Updated: Dec 31, 2021


​​Meet Jantess

My name is Jantess Calleja. When I was young, science was the subject that appealed to me the most. When I was admitted to University, I chose to read a science-based degree and in 2019 I graduated with honours as an Allied Health Professional. I am working as a Medical Laboratory Scientist in Mater Dei Hospital. In 2020 I started reading for my Masters Degree in Biomedical Science Cell Therapy and Tissue Banking.
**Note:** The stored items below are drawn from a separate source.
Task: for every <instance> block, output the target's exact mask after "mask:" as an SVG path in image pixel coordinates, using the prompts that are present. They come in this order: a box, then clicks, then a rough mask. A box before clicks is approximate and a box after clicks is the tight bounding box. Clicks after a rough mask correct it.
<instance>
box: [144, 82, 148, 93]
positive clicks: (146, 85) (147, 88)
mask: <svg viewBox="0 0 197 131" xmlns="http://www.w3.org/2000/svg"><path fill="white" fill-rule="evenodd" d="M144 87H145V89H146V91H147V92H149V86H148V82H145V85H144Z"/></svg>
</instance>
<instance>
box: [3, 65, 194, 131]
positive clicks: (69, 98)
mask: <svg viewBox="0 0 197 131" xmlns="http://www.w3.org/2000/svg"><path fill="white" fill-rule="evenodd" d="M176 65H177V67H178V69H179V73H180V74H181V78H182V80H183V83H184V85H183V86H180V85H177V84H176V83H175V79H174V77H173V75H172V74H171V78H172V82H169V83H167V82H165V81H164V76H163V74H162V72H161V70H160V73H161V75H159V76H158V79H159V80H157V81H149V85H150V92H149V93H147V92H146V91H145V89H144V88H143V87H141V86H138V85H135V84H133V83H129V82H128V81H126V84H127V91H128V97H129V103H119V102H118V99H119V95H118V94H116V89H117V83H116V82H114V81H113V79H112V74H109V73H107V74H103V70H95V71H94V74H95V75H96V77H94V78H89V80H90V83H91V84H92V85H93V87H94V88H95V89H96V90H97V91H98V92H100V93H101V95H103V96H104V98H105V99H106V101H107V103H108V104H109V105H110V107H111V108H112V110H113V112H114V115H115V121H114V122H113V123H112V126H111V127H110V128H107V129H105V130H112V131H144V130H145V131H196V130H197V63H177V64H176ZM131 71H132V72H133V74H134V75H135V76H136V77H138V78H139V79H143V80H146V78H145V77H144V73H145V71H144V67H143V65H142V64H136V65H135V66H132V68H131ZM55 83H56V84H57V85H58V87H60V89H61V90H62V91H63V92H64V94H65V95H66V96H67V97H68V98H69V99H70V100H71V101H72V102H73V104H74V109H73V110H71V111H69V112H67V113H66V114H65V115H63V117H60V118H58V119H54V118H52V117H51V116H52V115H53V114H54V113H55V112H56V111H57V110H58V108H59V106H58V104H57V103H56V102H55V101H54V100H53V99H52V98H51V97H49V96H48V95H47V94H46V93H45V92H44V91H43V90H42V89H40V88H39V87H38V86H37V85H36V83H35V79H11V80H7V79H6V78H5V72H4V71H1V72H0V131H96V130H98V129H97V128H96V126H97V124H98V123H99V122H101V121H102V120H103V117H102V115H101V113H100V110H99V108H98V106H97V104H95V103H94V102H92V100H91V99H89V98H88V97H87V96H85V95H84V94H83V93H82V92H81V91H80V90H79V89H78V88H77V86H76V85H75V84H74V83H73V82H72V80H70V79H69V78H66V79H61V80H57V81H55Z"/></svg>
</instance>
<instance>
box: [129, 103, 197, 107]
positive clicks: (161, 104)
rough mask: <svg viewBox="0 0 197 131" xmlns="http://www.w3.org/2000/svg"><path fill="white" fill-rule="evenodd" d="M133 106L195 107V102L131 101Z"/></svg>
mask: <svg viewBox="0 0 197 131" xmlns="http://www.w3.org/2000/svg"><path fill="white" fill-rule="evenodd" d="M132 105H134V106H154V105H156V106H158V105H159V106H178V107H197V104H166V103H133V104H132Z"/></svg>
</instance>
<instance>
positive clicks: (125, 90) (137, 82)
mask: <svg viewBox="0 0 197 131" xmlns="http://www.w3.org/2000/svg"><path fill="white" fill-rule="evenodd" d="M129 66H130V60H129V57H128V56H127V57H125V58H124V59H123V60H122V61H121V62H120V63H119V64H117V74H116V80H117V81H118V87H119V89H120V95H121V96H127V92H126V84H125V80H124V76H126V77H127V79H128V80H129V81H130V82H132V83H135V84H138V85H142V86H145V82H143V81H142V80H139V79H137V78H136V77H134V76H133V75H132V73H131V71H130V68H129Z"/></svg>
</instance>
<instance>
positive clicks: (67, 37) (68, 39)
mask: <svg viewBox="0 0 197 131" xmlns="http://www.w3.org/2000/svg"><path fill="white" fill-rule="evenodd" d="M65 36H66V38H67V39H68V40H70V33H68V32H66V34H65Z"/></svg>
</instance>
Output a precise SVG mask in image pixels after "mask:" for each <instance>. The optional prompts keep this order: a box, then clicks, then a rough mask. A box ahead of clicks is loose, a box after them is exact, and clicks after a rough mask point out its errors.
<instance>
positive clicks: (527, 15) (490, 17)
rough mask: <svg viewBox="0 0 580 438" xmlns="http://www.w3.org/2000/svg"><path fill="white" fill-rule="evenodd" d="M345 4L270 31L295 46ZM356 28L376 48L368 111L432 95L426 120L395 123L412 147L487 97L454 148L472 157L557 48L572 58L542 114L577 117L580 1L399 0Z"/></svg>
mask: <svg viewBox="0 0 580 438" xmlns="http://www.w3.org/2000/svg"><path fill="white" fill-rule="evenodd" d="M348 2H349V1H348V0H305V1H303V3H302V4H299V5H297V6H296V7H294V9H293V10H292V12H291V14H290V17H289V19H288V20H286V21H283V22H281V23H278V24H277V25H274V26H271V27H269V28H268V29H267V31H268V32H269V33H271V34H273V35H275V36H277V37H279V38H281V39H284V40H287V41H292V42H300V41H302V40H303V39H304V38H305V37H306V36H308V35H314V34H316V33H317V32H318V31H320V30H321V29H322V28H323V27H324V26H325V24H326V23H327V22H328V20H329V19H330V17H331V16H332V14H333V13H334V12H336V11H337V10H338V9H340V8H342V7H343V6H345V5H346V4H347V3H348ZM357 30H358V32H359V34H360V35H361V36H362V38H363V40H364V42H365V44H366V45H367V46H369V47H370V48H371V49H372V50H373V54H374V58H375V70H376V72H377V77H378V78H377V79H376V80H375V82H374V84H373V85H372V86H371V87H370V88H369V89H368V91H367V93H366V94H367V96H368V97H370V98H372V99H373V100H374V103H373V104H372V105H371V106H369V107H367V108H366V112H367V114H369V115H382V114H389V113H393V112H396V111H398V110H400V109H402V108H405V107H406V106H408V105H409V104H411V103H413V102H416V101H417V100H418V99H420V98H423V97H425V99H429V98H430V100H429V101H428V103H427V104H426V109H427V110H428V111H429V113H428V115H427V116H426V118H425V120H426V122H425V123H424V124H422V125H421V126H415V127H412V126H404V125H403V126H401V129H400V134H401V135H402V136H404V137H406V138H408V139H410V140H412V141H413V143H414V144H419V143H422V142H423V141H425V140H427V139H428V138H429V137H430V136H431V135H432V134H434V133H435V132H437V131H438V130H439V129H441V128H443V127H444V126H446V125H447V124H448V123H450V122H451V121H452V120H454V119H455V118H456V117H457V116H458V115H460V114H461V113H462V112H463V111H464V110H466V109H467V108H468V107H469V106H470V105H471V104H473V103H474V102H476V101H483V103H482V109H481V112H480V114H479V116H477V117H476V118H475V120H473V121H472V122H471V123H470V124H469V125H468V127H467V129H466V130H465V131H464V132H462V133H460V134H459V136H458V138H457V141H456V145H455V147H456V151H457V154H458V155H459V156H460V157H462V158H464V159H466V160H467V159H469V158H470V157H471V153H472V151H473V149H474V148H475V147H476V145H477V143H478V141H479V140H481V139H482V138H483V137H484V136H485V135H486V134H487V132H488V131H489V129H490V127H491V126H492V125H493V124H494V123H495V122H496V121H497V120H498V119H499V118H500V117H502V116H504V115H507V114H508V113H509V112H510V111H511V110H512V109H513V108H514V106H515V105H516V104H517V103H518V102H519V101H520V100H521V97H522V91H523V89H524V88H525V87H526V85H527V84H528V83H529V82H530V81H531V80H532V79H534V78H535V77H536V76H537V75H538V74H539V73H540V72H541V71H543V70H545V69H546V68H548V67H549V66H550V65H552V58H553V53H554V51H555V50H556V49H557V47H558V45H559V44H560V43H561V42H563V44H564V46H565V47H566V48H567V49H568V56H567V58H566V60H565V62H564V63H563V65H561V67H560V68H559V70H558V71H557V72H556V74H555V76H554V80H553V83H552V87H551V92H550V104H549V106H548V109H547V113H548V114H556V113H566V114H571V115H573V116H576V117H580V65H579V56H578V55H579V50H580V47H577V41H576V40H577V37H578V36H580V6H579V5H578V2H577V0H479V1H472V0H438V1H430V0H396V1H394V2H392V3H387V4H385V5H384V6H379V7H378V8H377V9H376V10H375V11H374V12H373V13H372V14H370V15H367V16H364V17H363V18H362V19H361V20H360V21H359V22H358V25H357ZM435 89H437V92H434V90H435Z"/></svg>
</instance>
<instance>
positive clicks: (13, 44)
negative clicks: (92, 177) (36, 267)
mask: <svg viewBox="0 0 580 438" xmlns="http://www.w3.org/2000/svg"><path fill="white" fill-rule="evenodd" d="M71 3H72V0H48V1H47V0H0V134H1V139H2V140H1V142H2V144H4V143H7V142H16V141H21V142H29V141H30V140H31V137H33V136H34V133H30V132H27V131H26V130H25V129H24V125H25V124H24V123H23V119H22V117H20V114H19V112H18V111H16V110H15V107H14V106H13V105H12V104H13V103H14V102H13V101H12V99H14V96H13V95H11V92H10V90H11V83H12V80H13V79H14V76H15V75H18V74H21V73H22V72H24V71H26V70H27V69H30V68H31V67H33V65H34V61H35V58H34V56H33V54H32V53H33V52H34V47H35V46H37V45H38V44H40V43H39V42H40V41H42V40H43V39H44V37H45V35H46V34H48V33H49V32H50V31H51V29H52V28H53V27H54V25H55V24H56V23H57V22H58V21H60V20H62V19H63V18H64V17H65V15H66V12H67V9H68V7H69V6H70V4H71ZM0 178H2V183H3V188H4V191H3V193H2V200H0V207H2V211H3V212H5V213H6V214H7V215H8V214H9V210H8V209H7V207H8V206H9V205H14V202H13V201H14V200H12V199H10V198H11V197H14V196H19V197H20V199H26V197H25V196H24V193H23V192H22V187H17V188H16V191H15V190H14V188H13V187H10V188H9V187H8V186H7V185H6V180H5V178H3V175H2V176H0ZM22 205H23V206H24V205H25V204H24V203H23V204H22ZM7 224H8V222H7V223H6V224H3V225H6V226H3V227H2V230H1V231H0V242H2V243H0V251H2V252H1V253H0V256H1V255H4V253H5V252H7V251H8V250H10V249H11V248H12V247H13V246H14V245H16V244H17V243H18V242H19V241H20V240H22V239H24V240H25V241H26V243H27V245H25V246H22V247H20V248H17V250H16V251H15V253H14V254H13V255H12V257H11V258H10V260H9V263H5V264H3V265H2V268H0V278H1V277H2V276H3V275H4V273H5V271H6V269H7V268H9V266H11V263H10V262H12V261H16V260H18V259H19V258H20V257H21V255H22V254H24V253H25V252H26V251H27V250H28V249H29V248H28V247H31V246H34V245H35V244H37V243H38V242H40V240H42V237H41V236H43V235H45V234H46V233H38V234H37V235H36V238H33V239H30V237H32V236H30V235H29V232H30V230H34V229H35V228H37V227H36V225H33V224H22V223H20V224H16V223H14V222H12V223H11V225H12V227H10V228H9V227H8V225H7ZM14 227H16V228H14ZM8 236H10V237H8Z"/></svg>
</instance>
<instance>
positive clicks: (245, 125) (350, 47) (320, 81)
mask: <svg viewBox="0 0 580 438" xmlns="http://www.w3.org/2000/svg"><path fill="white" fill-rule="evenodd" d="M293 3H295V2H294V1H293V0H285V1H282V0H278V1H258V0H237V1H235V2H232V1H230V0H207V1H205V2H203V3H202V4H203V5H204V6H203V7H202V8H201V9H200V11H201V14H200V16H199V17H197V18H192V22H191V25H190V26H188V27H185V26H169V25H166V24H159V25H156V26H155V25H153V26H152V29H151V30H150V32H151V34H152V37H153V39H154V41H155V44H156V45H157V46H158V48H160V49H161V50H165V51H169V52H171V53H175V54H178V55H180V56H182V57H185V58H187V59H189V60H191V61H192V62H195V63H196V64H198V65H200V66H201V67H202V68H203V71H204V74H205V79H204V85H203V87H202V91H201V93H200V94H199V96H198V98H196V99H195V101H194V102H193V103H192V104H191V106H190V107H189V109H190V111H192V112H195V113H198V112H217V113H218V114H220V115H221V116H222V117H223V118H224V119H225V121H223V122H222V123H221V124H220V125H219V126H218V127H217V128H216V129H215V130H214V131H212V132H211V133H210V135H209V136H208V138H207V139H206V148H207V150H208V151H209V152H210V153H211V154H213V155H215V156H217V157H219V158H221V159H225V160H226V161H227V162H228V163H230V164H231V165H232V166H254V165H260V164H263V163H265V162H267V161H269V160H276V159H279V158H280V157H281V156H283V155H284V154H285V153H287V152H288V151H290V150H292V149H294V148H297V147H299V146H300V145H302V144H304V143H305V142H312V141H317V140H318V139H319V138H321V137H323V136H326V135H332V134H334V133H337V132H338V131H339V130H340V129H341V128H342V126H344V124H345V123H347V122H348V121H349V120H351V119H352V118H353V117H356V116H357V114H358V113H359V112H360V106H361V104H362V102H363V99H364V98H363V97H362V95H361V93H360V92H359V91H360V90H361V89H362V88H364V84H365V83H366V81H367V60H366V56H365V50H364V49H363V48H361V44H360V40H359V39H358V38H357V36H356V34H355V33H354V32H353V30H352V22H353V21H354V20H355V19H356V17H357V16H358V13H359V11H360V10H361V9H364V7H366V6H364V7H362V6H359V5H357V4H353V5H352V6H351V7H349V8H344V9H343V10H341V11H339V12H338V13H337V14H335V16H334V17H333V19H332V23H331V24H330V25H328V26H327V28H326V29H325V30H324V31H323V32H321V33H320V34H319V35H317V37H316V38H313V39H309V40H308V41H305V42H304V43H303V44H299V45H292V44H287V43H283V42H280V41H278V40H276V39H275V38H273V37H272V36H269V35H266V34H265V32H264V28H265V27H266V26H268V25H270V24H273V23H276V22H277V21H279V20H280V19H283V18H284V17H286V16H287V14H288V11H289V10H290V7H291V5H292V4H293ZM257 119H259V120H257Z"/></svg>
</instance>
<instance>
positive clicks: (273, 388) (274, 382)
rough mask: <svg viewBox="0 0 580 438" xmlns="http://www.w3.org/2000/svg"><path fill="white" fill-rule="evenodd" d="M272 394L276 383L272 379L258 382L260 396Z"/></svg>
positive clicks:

Understanding resistance of leukemia to drugs

I am studying Chronic Myeloid Leukemia (CML) cells. Most people diagnosed with CML are given drug therapy, one of the drugs given is called imatinib. The CML cells can become resistant to imatinib and this resumes the detrimental effects on the patient. I am trying to understand how CML cells become resistant to imatinib.

To do such an experiment, CML cells that are resistant and CML cells that are not resistant to imatinib need to be tested. Different tests are run to determine the differences between the two cell lines. The main tests involve testing for autophagy which is well known to promote drug resistance. The other test involves testing carrier molecules called exosomes and the contents inside these exosomes.


The Next step…

This depends on my results. If I do find a connection, the experiment needs to be replicated to stabilise that there is actually a connection. Then further experiments are needed to determine how the CML cells are to be treated to avoid the resistance. If no connection is found, there needs to be further testing to determine the mechanism behind imatinib resistance.